Initial learning rate for the optimizer method. Note that specifying 'auto' will run the autoHyper algorithm to determine the optimal initial learning rate.

#### Early Stopping Threshold ####

---
**yaml identifier: early_stop_threshold**

***Note that early stopping should only be used for the SGD with AdaS algorithm. As per the paper, AdaS provides the ability to monitor simply training loss and be confident that a low training loss leads to a high test accuracy/low testing loss. Hence, we only use early stop for SGD with AdaS, monitoring the training loss, and do not recommend its use otherwise. ***

The threshold for early stopping. The early stopping criterion operates by keeping track of the best loss seen to date, and evaluates the current loss against the best loss by doing `current_loss - best_loss`. If this value is **greater than** the early stopping threshold, a counter begins. If this evaluation is true for `early_stop_patience` (see below) amount of epochs, then early stopping is activated.

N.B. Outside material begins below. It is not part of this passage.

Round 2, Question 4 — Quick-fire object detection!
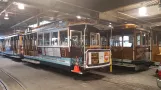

To deactivate early_stopping, set this value to `-1`.

#### Optimizer Arguments ####

---
**yaml identifier: optimizer_kwargs**

Specific arguments to pass to the selected optimizer. Expecting a dictionary, where keys are the exact argument names. There are certain required arguments for certain optimizers, which can be seen listed in [src/autohyper/optim/__init__.py](src/autohyper/optim/__init__.py). If not passing any arguments, ensure an empty list is the value.

#### Scheduler Arguments ####

---
**yaml identifier: scheduler_kwargs**

Same as above, but for scheduler argument.

#### Number of Training Trials ####

---
**yaml identifier: n_trials**

Number of full training cycles


#### Max Epochs ####

---
**yaml identifier: max_epoch**

Maximum number of epochs for one trial

#### Mini-Batch Size ####

---
**yaml identifier: mini_batch_size**

Size of mini-batch for one epoch

#### Early Stopping Patience ####

---
**yaml identifier: early_stop_patience**

Patience window for early stopping.

#### Power ####

---
**yaml identifier: p**

Power value for computing knowledge-gain. Can either be `1` or `2`.